Uma importante fabricante chinesa avançou significativamente para superar um dos episódios mais delicados vividos no Brasil. No final de dezembro de 2025, a empresa e duas de suas fornecedoras firmaram um acordo judicial no valor de R$ 40 milhões, buscando encerrar uma ação civil pública que envolvia o resgate de centenas de trabalhadores submetidos a condições similares à escravidão em uma fábrica em construção na Bahia.

Acordo de R$ 40 milhões após escândalo em Camaçari

O acordo, fechado em 26 de dezembro, inclui duas outras companhias responsáveis pela obra.

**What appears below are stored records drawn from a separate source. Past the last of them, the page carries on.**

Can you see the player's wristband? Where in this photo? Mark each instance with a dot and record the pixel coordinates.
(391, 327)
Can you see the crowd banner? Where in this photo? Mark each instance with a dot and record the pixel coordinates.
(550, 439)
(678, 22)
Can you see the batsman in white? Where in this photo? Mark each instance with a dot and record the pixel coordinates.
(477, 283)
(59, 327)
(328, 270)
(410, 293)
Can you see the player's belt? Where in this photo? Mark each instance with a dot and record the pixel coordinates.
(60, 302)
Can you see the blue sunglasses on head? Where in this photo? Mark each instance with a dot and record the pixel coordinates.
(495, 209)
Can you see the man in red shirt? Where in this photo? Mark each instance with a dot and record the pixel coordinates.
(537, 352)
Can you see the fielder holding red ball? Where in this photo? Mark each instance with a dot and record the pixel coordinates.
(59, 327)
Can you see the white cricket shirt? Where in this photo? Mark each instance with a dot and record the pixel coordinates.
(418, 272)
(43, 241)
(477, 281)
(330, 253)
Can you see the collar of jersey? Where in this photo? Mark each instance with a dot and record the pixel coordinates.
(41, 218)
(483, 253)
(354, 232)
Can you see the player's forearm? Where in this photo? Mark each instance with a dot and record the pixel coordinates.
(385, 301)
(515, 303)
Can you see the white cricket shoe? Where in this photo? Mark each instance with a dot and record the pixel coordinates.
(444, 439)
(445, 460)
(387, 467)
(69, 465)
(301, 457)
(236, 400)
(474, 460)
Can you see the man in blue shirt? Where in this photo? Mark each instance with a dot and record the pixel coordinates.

Embora a indenização inicialmente requerida pelo Ministério Público fosse de R$ 250 milhões, o valor finalmente ajustado foi distribuído da seguinte forma:

  • R$ 20 milhões para danos individuais: Cerca de R$ 89 mil serão pagos a cada trabalhador resgatado.
  • R$ 20 milhões para danos coletivos: Esse montante será direcionado a instituições e fundos sociais indicados por autoridades trabalhistas.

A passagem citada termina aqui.